In the news of companies listed on Wall Street, Toast Where Doximity published last night, while Meridian Bioscience Where Shaw Communications announce this Friday. No decisive publication for the markets therefore, at the end of this season of American quarterly results marked by contrasting performances, in particular among listed technology stocks.

Values

Polestar (+19%), the Swedish car manufacturer listed on Wall Street, present in the electric segment, announced its results for the nine months ending at the end of September 2022. Revenues totaled $ 435 million in the quarter ended against 213 million a year earlier. The operating loss was 196 million, compared to 293 million for the corresponding period of 2021. The net result is positive at 299 million dollars compared to a loss of 302 million a year earlier, but it benefits from a non-recurring accounting profit . Over nine months, revenues amounted to 1.48 billion dollars, against 747 million a year earlier. The net loss is reduced to 203 million, against 670 million for the comparable period last year. The group expects solid sales in the fourth quarter. He plans for the year a turnover of 2.4 billion, with 50,000 units sold. The level of cash and cash equivalents at the end of the period was 988 million dollars.
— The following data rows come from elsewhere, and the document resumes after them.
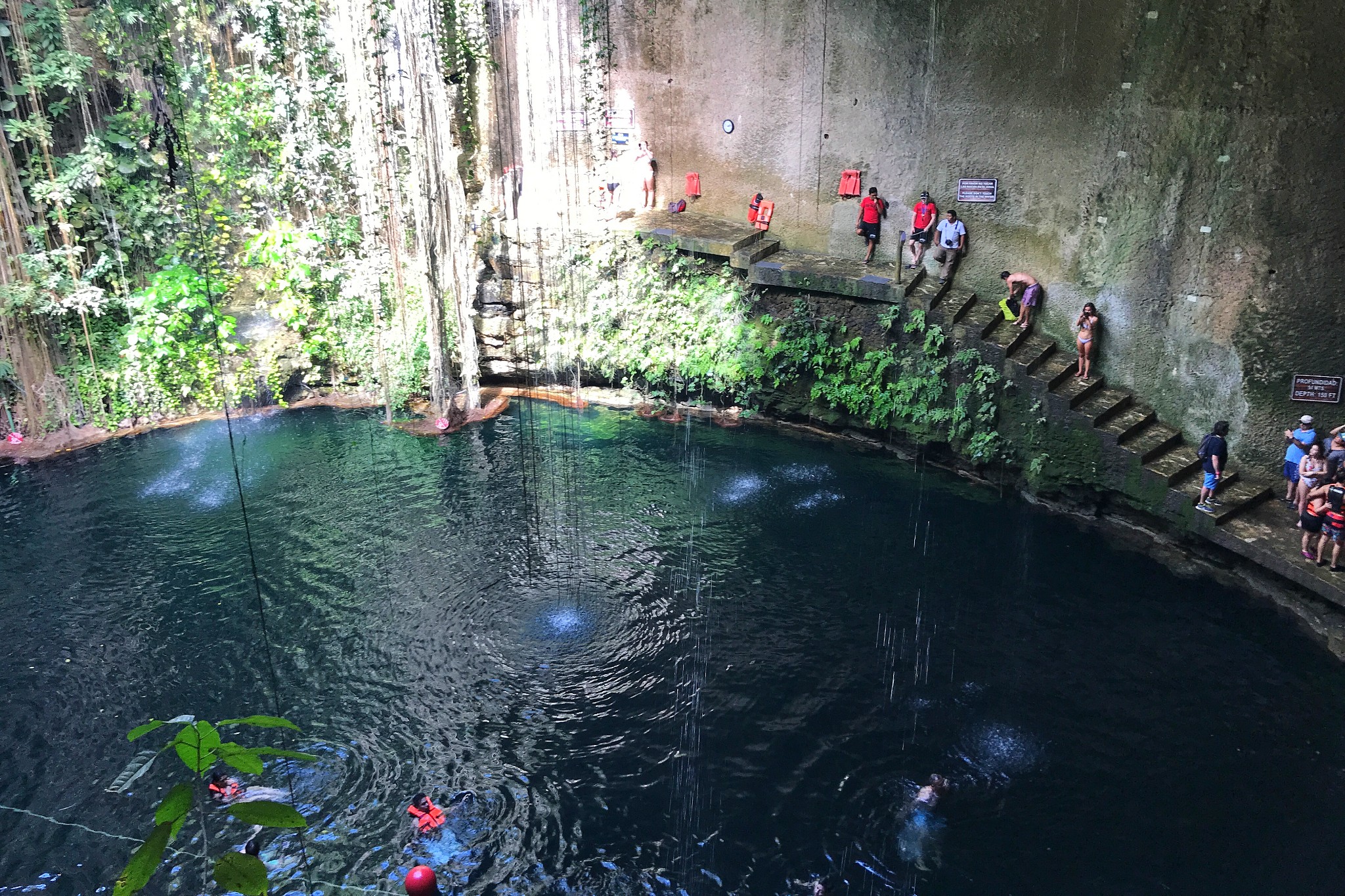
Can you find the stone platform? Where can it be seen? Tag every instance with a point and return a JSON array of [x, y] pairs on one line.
[[698, 234], [831, 274]]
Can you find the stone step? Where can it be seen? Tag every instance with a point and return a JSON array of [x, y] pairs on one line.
[[1032, 351], [1078, 390], [1153, 441], [927, 291], [956, 304], [982, 319], [1055, 368], [1006, 335], [744, 258], [1176, 464], [1103, 403], [1241, 498], [1129, 421]]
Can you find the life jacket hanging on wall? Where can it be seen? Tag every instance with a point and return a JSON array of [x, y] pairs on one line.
[[849, 183], [764, 213]]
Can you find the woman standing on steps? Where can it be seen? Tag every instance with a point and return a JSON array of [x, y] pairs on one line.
[[1088, 324]]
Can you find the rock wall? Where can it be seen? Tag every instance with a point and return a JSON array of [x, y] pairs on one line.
[[1174, 163]]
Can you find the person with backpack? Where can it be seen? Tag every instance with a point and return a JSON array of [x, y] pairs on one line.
[[1214, 458], [872, 210]]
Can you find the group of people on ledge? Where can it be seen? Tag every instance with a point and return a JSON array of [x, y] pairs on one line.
[[1314, 484], [950, 244]]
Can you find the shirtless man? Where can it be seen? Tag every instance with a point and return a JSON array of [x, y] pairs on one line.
[[1030, 293]]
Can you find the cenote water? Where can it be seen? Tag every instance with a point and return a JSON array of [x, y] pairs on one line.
[[667, 658]]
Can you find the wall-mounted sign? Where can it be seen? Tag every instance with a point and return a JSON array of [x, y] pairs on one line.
[[572, 121], [978, 190], [1315, 389]]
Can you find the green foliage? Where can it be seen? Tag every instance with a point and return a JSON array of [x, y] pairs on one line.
[[200, 748]]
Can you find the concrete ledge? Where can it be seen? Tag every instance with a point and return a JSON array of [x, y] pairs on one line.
[[829, 274], [699, 234]]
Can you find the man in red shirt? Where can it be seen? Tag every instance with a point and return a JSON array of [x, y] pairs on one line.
[[871, 221], [921, 228]]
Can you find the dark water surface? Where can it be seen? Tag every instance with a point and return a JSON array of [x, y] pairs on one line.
[[665, 657]]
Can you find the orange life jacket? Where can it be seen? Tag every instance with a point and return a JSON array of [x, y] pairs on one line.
[[427, 820], [763, 221]]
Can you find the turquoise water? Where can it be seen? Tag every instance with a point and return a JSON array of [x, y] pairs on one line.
[[663, 657]]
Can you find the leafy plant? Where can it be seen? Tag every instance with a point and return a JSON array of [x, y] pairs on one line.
[[201, 747]]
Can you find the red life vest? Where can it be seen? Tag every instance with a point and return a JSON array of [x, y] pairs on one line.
[[427, 820], [228, 790], [763, 219], [849, 183]]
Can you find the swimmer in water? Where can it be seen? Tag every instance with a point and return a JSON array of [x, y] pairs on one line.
[[225, 789], [427, 815], [930, 794], [917, 842]]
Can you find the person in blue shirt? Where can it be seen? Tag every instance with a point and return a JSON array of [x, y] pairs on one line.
[[1297, 445]]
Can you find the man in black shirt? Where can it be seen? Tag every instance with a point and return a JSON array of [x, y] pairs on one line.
[[1214, 457]]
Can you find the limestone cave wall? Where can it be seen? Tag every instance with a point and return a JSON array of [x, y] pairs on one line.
[[1173, 161]]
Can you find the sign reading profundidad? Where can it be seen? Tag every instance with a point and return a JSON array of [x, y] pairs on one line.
[[1315, 389], [978, 190]]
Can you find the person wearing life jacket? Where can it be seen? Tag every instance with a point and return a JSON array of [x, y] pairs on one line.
[[427, 815], [753, 207], [225, 789], [1333, 527]]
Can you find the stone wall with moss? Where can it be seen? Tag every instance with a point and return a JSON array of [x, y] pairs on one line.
[[1173, 161]]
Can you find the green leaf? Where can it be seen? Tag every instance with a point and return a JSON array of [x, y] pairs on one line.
[[143, 863], [268, 815], [175, 805], [241, 758], [261, 721], [197, 746], [241, 874], [141, 731], [284, 754]]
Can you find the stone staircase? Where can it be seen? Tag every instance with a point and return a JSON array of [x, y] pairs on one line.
[[1115, 413]]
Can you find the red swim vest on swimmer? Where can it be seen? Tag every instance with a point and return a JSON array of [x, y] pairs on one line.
[[228, 790], [763, 221], [427, 820]]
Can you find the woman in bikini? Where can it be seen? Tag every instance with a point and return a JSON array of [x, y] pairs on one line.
[[1088, 324]]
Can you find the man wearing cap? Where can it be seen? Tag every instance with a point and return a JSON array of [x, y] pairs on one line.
[[1297, 445], [921, 228]]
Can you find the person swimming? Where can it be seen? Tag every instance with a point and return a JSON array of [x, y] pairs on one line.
[[917, 842], [427, 815], [930, 794], [225, 789]]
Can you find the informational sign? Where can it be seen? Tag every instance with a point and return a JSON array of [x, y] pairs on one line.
[[572, 121], [978, 190], [1315, 389]]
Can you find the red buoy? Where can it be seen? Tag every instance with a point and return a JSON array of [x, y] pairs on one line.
[[420, 882]]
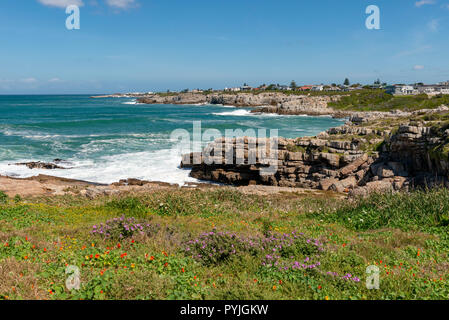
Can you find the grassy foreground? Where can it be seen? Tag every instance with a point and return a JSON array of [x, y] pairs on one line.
[[222, 244]]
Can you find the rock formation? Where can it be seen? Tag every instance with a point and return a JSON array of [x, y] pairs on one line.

Toast (+6%), the restaurant management software provider in the cloud, climbs on Wall Street, while the group has just raised its annual revenue forecasts. For the third quarter, the group posted a loss of 98 million dollars or 19 cents per share, compared to a deficit of 254 million a year before. The loss of adjusted Ebitda is less heavy than expected at 19 million, against 33 million from the FactSet consensus. Revenues increased to 752 million, compared to 486 million a year earlier and 720 million consensus. The group forecasts, for the fourth quarter, revenues of 730 to 760 million, for an adjusted EBITDA loss of 20 to 30 million.

Intel (-1%) fell on Wall Street. JP Morgan has just downgraded the value of the American microprocessor giant from ‘overweight’ to ‘underweight’. The broker is particularly concerned about increased competition.

Amazon (+4%) is still regaining ground on the stock market. According to the Wall Street Journal, the American e-commerce giant should significantly reduce its costs, particularly targeting the division housing the voice assistant Alexa. The group would have initiated a review in this direction, targeting unprofitable units. Andy Jassy, ​​the chief executive of Amazon, would lead this reflection, according to people familiar with the matter quoted by the WSJ. Amazon has reportedly already told its employees in unprofitable divisions that they can look for work elsewhere in the group. Alexa’s unit has over 10,000 employees and requires significant capital investment. Internal documents cited by the newspaper show annual operational losses of more than $5 billion on the unit in recent years.

Las Vegas Sands (+5%) or Wynn Resorts (+8%) are among the American casino operators likely to benefit from China’s easing of restrictions regarding Covid-19. This could support stock market values ​​on Wall Street.